The Court of Appeal has overturned a High Court decision lifting an automatic suspension on the awarding of a contract for the supply of interpreters for the State's immigration service and Legal Aid Board.

Appeal court overturns decision lifting suspension of translation service contract

By Ann O'Loughlin

The Court of Appeal has overturned a High Court decision lifting an automatic suspension on the awarding of a contract for the supply of interpreters for the State's immigration service and Legal Aid Board.

The suspension came into effect after a company which has been supplying interpreters for several years, Word Perfect Translation Service Ltd, brought a legal action against the Minister for Pubic Expenditure and Reform challenging the integrity of the award process.

The Minister applied to have the suspension lifted and last month the High Court's Mr Justice Seamus Noonan granted the Minister an order lifting it.

Today, Mr Justice Gerard Hogan, in a unanimous decision on behalf of the three-judge Court of Appeal, overturned the High Court ruling.

He said damages would not be an adequate remedy for Word Perfect should it win its main challenge to the procurement process which led to the contract being awarded to another company.

Mr Justice Hogan said if Word Perfect was to lose its business, there seems little doubt but that it would hamper its ability to retain specialist employees who can translate rare languages such as Farsi, Albanian and Ga.

Irrespective of whether Word Perfect's director, Agim Gashi, raised this concern somewhat belatedly, there must be "a real risk of significant reputational damage to the company which might possibly prove to be terminal".

These competing factors are admittedly rather finely balanced on both sides, he said.
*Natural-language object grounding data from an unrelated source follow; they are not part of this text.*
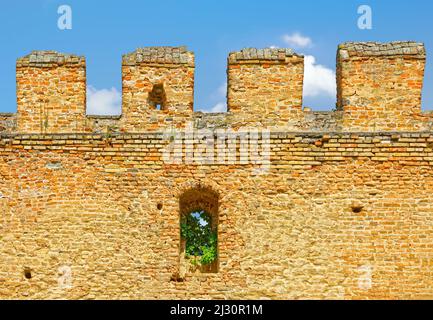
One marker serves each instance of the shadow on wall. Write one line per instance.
(427, 92)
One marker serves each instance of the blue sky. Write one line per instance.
(104, 30)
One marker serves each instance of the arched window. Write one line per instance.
(157, 98)
(199, 230)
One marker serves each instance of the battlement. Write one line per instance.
(378, 89)
(253, 55)
(159, 55)
(49, 59)
(406, 49)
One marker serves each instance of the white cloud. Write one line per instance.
(222, 90)
(219, 95)
(219, 107)
(104, 101)
(297, 40)
(318, 80)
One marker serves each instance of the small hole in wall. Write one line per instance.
(357, 209)
(27, 273)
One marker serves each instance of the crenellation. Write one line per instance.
(310, 200)
(378, 89)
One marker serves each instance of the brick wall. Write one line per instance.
(51, 93)
(379, 85)
(94, 211)
(147, 70)
(333, 210)
(265, 85)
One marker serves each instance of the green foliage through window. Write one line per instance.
(201, 239)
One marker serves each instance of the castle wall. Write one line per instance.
(340, 216)
(162, 76)
(90, 205)
(7, 123)
(265, 85)
(51, 93)
(379, 85)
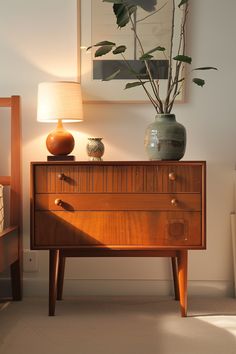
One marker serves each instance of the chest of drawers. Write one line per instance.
(118, 209)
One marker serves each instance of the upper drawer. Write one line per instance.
(118, 178)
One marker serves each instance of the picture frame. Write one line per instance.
(90, 32)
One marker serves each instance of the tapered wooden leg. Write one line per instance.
(16, 280)
(53, 277)
(61, 272)
(175, 277)
(182, 259)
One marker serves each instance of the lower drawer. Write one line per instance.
(120, 229)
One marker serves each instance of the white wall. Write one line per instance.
(38, 43)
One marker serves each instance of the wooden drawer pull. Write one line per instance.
(61, 176)
(58, 202)
(174, 202)
(172, 176)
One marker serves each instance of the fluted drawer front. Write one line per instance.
(121, 229)
(118, 178)
(162, 201)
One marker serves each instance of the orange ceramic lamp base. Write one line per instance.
(60, 141)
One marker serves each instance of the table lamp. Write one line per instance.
(60, 102)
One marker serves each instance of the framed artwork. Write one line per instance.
(96, 23)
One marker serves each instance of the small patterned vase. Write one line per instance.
(95, 149)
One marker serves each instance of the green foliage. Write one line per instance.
(125, 13)
(147, 55)
(183, 59)
(206, 68)
(135, 84)
(103, 50)
(120, 49)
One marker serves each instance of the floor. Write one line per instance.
(124, 325)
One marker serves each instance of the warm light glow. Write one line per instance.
(223, 322)
(59, 100)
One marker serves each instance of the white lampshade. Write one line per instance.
(59, 100)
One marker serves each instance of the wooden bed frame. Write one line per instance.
(11, 237)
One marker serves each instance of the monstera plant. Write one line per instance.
(125, 12)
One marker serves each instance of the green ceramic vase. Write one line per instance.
(165, 138)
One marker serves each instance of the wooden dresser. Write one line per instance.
(140, 209)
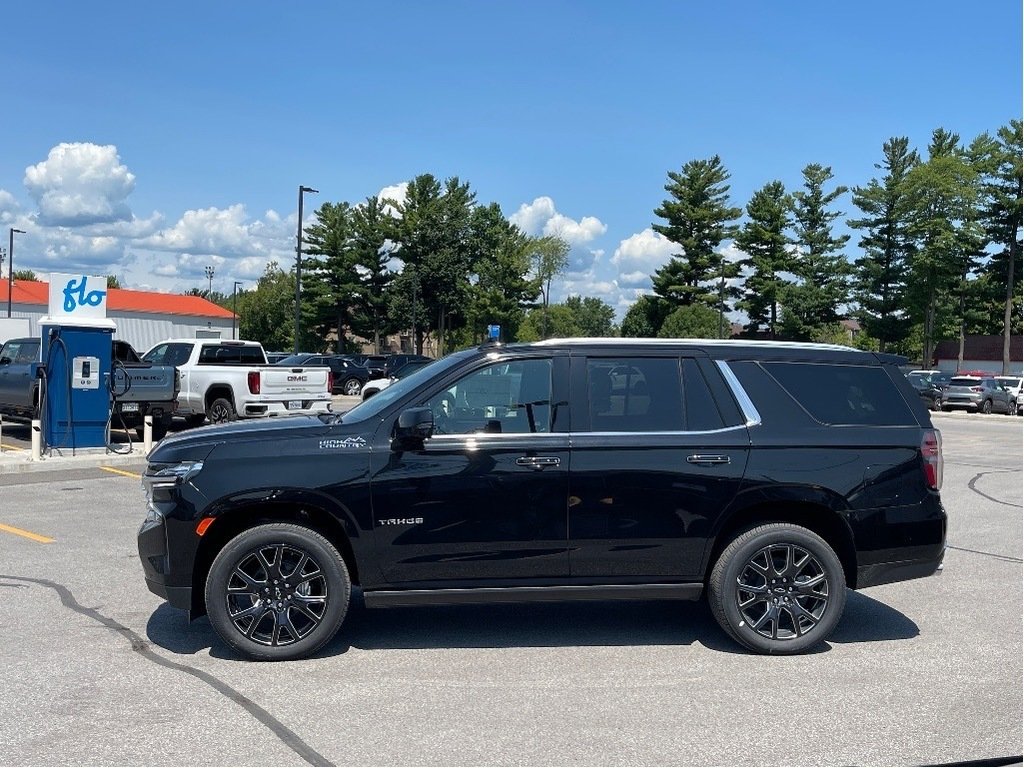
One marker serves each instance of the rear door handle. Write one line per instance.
(708, 459)
(538, 462)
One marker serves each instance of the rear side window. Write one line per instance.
(843, 394)
(635, 394)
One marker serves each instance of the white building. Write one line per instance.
(142, 317)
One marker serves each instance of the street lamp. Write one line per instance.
(10, 266)
(298, 266)
(235, 304)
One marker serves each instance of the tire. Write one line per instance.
(262, 559)
(809, 591)
(220, 411)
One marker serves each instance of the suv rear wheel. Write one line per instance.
(777, 588)
(276, 592)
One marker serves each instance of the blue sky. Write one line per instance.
(190, 125)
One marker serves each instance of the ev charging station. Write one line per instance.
(76, 349)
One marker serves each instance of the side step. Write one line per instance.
(398, 598)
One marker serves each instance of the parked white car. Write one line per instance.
(222, 380)
(1014, 384)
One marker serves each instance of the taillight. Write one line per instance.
(931, 453)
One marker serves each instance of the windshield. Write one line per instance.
(373, 407)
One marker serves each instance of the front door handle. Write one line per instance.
(538, 462)
(708, 459)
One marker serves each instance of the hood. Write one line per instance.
(198, 442)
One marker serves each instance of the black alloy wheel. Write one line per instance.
(778, 588)
(220, 411)
(278, 592)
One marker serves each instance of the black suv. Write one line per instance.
(768, 476)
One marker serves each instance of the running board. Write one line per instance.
(398, 598)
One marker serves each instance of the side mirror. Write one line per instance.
(415, 425)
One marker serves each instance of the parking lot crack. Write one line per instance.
(978, 476)
(140, 646)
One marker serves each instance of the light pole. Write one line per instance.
(298, 267)
(235, 305)
(10, 266)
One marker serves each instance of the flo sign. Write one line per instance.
(77, 296)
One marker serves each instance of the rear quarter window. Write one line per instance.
(843, 394)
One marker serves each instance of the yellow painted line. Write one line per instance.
(124, 472)
(27, 534)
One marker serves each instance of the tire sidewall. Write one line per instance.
(723, 591)
(224, 403)
(338, 585)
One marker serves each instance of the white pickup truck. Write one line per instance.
(223, 380)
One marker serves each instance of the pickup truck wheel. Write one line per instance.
(777, 588)
(220, 411)
(278, 592)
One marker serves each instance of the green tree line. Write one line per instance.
(939, 240)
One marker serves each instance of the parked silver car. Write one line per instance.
(981, 394)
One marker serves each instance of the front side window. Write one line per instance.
(635, 394)
(506, 397)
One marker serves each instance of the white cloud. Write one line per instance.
(395, 193)
(644, 251)
(80, 183)
(541, 217)
(221, 231)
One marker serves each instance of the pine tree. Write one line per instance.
(881, 274)
(698, 217)
(764, 240)
(813, 303)
(943, 193)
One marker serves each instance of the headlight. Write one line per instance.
(169, 475)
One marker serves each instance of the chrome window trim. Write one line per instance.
(745, 404)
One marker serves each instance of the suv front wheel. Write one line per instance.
(777, 588)
(276, 592)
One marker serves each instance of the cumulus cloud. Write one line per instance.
(394, 193)
(541, 217)
(644, 251)
(221, 231)
(80, 183)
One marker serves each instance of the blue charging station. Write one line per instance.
(77, 399)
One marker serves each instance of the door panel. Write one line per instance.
(469, 508)
(484, 499)
(654, 461)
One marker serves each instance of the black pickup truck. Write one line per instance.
(138, 388)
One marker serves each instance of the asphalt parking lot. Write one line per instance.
(98, 671)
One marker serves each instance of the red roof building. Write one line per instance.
(142, 317)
In this context, the fact that damages have not been shown to be an adequate remedy (should Word Perfect win its main case), this has an important and perhaps even a decisive impact on the appeal, he said.

The right to an effective remedy is a constitutional fundamental, he said.

In this case, the adherence to a "standstill clause", whereby the awarding of the contract is put on hold pending the legal proceedings, is in reality the only real remedy Word Perfect has, he said.

If that protection was lifted, Word Perfect would enjoy no real remedy even it the case went to full trial and a material breach of the public procurement regime, under which the contract was awarded, was established.

Therefore damages would not be an adequate remedy.

Mr Justice Hogan said it was a condition of the appeal court decision that there would be an undertaking by Word Perfect to prosecute its main proceedings in the High Court without any further delay.

Word Perfect was unsuccessful in its tender under a supplemental request for tenders for a 12 month contract in 2016. After it indicated it intended to bring a legal challenge to that process, the Office of Government Procurement (OGP) decided the process was flawed and cancelled it.

The OGP started a new supplemental request process and again Word Perfect was unsuccessful. A company called Translation.ie was the preferred bidder.

Word Perfect then brought it High Court challenge claiming, among other things, there was manifest error in a number of areas, a failure to give adequate reasons. It also expressed concerns about the integrity and transparency of the process.

Under EU Remedies Regulations, once such a challenge is brought, it acts as an automatic suspension on the awarding of the contract pending determination of the matter by the court.

Word Perfect argue if the suspension of the awarding of the contract was lifted, he said, more than 100 interpreters would become redundant the company would go out of business. Among the positions that would be affected were rare language interpreters.